As we've seen, today's gap was filled.
Yesterday's gap, on the other hand, remains intact. It will act as support...it is a fallacy that gaps are a vacuum that have to be filled, on the contrary.
There are several varieties of gaps, yesterday's I would categorise as a Measuring Gap. (We had our Breakaway Gap on 1/11.)
A Measuring Gap indicates strength and, as in yesterday's move, on moderate volume...slightly more than double the 21 day moving average.
Now the tricky bit. If it is, as I believe, a Measuring Gap (there's an outside chance it's an Exhaustion Gap...but I won't even go there!) then, like a Pennant/Flag, it appears half way up the current trend. So where do we place the start of the trend?
Is it the big move on the 24th? Or further back on 1/11 when we had the Breakaway Gap?

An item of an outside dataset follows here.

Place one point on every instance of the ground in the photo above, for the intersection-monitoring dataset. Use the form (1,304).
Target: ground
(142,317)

I'll plump for the latter...it's a 'big picture' view. On that day, not only did we see the gap up but also a breach of the 50% Fib level PRECISELY where it was crossed by the long term descending trendline at 124.58p
Our target then is 295p.
I think the target is a bit excessive (and I feel like a hostage to fortune) but that's my best interpretation of the chart, given the market's rather skewed nature at this time of year. Today is a pause I don't think we would have had ordinarily...let's hope it's not the start of a reversal and the re-categorising of my gap to a...I won't even go there!
Most indicators have turned bullish, by the way. And my software generated a buy signal yesterday, with certain caveats.